Eine Thierschutzfrage.

Wenn wir im Hinblick auf diese Frage dem Hunde und vornehmlich dem Hunde der civilisirten Welt das Wort reden, so geschieht es nicht etwa aus Sentimentalität, dem Superhumanismus mancher Thierschützler. Wir sprechen aus der lebendigen Erfahrung von fast fünf Jahrzehnten heraus, in welchen wir den Hund gezüchtet, abgerichtet, mit ihm gejagt und ihn gründlich kennen gelernt haben. Sehet den treuen Hüter der Heerden sein schweres Amt Tag und Nacht mit immer sich gleichbleibendem Eifer und rührender Genügsamkeit ausüben, den mächtigen Bullenbeißer oder die englische Dogge als unbestechliche Schildwachen den Großhof beschützen, beobachtet den Hühnerhund in seiner Bravour, mit welcher er den Schützen an das Wild bringt, steigt in die schneeigen Alpen und bewundert die Hünen des Hundegeschlechts in ihrem großen Dienste für die in Unwettern Verirrten [720] und Verschütteten, überschaut dann mit einem Blicke alle dem Menschen gewidmete Dienstleistungen dieser bevorzugtesten Thierfamilie – und ihr werdet den treuesten Genossen des Menschen, der diesem in alle Zonen der Welt gefolgt ist, in seiner ganzen Bedeutung schätzen lernen.

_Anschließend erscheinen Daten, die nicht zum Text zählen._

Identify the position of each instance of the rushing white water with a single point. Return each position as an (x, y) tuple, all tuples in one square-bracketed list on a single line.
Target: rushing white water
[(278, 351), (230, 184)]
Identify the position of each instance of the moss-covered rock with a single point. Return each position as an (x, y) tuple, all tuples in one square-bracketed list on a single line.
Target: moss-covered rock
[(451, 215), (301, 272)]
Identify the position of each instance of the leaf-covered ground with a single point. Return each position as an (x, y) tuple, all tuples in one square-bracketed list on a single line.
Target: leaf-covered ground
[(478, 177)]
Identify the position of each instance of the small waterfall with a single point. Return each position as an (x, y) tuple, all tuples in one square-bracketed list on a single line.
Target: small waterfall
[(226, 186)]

Einem so wichtigen Bundesgenossen ist somit der Mensch ebenso sehr Aufmerksamkeit, wie Rücksicht, Gerechtigkeit und Dankbarkeit schuldig, und so ist denn auch die Frage, welche neuerdings wiederholt von den Thierschutzvereinen des gebildeten Europas in den Vordergrund der Besprechung gerückt wird, die Frage, ob der Hund als Zugthier zu verwenden ist, eine wohlberechtigte.

Die kleineren Racen kommen hier nicht in Betracht, die mittelgroßen und stärksten Arten allein trifft die Frage. Da begegnen wir denn dem Schäfer-, dem Hühner- und selbst dem größeren Haushunde, dem klugen, gelehrigen Pudel, dem Fleischerhunde, den großen Doggenracen, wie der englischen Dogge, der Bulldogge, dem Bullenbeißer, der dänischen Dogge oder dem „Blendling“ des Waidmannes, dem Saurüden und selbst dem fein- und hochbeinigen Windhunde; da gewahren wir den Bernhardiner und neben ihm den Bergamasker und Ulmer Hund, sowie den merkwürdigen Neufundländer oder dessen Abkömmlinge von der Kreuzung mit dem ersteren, die Leonberger: sie alle in dem Zwang und Drang einer „Scheere“ als Einspänner oder aber als Zwiegespann an der Deichsel.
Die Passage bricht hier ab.